New babies are just the best! After counting fingers & toes one of the next thing parents look at is eye color. When your baby is born their eye color will be gray or blue, as they have spent their whole life in the dark. We have specialized cells in our bodies called melanocytes whose job it is to go around secreting melanin where it’s needed, including in the iris.
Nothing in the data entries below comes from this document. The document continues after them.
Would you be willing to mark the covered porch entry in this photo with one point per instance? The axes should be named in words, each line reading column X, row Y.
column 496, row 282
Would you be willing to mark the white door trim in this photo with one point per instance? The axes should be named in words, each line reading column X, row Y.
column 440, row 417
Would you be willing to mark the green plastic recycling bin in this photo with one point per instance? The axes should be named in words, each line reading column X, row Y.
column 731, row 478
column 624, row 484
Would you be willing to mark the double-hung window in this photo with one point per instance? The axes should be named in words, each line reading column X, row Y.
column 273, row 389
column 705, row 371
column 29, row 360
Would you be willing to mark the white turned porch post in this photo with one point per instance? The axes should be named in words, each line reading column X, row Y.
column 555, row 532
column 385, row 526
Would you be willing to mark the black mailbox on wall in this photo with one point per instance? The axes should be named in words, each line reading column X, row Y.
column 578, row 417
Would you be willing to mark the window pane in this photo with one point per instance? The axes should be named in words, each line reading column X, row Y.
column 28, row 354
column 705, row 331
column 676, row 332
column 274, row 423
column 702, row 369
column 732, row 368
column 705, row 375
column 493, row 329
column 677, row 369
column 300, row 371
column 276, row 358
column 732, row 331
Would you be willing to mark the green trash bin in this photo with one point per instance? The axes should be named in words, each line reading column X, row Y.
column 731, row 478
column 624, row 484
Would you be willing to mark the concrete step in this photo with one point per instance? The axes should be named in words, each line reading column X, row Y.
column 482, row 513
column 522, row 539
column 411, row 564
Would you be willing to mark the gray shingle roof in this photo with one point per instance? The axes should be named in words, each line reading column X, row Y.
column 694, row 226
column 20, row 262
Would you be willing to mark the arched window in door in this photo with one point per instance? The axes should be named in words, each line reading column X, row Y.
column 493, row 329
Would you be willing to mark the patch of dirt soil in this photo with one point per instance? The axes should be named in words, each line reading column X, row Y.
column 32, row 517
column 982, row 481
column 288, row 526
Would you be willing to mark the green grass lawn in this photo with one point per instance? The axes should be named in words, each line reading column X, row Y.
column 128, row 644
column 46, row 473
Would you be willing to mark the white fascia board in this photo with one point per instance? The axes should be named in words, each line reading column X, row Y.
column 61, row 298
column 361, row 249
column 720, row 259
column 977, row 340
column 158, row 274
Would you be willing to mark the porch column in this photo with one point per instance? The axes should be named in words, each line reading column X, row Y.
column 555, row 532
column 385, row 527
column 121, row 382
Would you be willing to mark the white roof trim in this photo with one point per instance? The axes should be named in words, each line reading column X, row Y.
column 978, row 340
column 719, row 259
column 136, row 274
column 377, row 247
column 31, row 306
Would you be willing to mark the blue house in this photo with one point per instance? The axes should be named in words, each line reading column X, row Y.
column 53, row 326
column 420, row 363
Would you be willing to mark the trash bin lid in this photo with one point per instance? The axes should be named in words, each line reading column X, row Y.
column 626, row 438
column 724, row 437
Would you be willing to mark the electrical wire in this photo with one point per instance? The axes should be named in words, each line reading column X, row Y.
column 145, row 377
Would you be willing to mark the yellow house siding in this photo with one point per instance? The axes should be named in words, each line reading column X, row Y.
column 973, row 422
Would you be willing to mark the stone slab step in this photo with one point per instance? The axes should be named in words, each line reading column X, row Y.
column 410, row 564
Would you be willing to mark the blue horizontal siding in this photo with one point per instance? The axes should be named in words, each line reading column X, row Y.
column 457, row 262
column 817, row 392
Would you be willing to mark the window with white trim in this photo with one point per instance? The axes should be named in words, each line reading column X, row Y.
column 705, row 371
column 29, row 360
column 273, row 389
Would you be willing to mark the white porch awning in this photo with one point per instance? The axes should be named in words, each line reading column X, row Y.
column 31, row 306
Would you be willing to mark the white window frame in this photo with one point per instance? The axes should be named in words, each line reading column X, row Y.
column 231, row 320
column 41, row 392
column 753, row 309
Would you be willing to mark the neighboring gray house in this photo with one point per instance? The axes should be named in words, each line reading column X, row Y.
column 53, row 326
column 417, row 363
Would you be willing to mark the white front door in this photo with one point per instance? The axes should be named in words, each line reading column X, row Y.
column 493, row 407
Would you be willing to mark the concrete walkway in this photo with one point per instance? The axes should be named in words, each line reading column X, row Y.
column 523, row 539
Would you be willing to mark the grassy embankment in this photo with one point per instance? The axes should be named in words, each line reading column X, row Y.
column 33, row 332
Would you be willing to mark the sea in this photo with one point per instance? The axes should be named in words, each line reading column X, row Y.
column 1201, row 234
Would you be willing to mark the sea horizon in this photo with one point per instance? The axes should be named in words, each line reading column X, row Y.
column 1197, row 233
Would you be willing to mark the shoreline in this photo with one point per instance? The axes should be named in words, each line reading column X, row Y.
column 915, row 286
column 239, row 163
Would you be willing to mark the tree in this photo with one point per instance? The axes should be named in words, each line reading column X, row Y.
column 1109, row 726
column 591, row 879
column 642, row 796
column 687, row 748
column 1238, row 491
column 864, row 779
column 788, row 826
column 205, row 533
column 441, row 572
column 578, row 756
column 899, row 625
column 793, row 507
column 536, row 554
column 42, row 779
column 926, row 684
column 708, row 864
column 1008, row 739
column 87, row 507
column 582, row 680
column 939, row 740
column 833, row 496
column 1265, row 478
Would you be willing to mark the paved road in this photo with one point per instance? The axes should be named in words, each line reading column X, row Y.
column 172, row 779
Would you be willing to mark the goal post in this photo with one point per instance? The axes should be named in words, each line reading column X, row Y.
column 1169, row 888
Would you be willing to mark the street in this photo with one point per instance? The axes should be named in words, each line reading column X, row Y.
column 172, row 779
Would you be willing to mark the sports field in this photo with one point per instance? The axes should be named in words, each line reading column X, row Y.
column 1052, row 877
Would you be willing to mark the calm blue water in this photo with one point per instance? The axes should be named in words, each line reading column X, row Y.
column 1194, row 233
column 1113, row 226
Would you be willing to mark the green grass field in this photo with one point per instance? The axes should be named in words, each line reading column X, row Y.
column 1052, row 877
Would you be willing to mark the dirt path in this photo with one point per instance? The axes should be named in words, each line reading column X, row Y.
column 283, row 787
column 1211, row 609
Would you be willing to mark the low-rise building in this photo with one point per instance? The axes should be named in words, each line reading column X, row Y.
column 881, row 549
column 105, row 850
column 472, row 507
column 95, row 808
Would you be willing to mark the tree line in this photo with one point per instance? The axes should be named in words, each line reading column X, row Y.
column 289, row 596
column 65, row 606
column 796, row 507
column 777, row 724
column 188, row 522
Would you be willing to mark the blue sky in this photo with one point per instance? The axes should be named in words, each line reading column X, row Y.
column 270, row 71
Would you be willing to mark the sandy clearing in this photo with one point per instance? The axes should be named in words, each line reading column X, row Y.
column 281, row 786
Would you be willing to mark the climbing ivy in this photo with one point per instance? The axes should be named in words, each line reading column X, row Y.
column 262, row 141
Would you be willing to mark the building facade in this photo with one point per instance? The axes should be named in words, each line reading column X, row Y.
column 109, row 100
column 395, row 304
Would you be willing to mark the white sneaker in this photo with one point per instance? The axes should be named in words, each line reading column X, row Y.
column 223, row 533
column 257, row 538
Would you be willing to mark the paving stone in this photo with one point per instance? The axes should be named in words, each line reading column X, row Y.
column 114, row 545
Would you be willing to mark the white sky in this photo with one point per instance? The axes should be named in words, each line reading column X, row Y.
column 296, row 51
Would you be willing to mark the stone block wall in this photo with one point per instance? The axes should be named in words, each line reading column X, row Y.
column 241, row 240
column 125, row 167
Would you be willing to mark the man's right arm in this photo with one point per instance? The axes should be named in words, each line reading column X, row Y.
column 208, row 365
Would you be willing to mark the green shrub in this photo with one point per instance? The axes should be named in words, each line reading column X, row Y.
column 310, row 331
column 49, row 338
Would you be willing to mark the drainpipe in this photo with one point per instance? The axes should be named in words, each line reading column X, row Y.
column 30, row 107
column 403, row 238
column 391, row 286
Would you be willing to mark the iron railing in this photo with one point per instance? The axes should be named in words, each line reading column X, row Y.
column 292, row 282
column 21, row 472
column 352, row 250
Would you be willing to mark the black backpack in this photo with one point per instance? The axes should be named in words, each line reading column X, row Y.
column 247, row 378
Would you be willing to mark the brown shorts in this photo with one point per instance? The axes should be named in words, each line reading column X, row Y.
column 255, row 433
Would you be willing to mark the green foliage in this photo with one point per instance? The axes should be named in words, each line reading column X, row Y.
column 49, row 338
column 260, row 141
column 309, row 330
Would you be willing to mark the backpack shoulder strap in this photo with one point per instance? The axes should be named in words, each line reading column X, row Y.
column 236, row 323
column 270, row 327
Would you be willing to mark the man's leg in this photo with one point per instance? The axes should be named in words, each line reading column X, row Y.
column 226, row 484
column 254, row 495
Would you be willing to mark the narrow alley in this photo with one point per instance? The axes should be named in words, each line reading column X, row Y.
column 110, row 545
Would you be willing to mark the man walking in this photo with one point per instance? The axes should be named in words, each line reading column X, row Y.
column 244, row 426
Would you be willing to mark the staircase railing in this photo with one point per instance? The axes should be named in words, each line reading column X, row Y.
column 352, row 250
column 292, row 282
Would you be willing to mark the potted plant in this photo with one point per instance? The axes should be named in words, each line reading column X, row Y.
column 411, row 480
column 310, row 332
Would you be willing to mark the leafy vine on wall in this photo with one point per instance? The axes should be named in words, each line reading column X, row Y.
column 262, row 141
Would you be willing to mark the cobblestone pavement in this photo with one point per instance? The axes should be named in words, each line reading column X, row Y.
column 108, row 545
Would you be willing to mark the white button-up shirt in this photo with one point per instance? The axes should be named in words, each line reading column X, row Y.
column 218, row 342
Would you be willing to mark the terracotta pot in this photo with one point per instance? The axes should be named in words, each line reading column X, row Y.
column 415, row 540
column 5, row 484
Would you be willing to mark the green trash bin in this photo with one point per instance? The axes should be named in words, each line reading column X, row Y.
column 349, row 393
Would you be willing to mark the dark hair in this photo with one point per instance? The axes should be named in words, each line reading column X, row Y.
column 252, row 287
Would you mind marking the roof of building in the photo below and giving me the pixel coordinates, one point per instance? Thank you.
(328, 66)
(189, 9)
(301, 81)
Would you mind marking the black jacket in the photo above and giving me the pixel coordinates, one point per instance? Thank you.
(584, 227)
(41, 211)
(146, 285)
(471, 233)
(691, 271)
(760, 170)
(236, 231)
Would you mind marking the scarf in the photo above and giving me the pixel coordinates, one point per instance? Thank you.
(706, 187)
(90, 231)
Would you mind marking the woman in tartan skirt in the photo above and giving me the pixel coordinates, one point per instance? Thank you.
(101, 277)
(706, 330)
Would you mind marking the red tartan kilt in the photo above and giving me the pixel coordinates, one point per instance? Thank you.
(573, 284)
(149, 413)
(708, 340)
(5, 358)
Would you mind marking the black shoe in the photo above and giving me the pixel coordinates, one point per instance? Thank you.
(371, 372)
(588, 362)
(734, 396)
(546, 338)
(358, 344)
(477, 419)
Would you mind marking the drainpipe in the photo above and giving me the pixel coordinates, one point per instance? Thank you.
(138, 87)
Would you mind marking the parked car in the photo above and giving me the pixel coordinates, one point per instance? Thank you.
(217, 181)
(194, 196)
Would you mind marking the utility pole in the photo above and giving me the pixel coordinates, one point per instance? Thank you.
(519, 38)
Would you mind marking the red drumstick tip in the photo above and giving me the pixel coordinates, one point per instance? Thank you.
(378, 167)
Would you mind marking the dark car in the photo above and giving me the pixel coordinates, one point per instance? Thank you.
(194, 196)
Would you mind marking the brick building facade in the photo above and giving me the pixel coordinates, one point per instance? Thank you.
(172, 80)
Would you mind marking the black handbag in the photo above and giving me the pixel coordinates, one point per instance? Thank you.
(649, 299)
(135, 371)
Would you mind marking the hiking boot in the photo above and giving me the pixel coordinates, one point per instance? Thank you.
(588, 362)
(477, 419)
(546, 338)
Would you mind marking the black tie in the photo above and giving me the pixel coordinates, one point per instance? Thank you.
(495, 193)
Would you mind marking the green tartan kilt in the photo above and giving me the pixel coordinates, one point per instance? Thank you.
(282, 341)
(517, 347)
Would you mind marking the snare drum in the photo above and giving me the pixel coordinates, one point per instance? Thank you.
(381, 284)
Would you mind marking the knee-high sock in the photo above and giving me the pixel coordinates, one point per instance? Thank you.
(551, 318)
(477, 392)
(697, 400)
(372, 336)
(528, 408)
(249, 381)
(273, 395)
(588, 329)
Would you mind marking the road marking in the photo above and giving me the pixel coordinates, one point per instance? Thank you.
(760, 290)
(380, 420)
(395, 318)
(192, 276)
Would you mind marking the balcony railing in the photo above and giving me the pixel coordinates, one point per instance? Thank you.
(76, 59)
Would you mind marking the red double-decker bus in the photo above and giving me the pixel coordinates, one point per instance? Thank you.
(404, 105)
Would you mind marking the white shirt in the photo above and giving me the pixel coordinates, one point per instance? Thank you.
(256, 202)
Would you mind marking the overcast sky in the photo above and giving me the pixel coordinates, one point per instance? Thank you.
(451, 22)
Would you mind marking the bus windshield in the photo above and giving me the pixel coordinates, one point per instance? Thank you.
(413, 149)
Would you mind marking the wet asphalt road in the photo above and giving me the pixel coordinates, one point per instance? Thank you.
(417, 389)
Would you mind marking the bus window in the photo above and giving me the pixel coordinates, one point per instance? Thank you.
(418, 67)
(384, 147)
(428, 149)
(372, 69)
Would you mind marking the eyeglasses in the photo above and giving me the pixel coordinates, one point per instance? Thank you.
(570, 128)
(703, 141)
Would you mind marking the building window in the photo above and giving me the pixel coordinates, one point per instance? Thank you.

Over time, if melanocytes only secrete a little melanin, your baby will have blue eyes. If they secrete a bit more, his eyes will look green or hazel. When melanocytes get really busy, eyes look brown (the most common eye color), and in some cases they may appear very dark indeed. It takes about a year for melanocytes to finish their work so you won’t know your baby’s exact eye color before their first birthday. The color change does slow down some after the first 6 months of life, but there can be plenty of change left at that point.
Eye color is a genetic but it’s not quite as cut & dry as you might have learned in biology class.
- Two blue-eyed parents are very likely to have a blue-eyed child, but it won’t happen every single time.
- Two brown-eyed parents are likely (but not guaranteed) to have a child with brown eyes.
- If you notice one of the grandparents has blue eyes, the chances of having a blue-eyed baby go up a bit.
- If one parent has brown eyes and the other has blue eyes, odds are about even on eye color.
- If your child has one brown eye and one blue eye, bring it to your doctor’s attention; he probably has a rare genetic condition called Waardenburg syndrome.
So enjoy the process and all the developmental milestones your baby will have!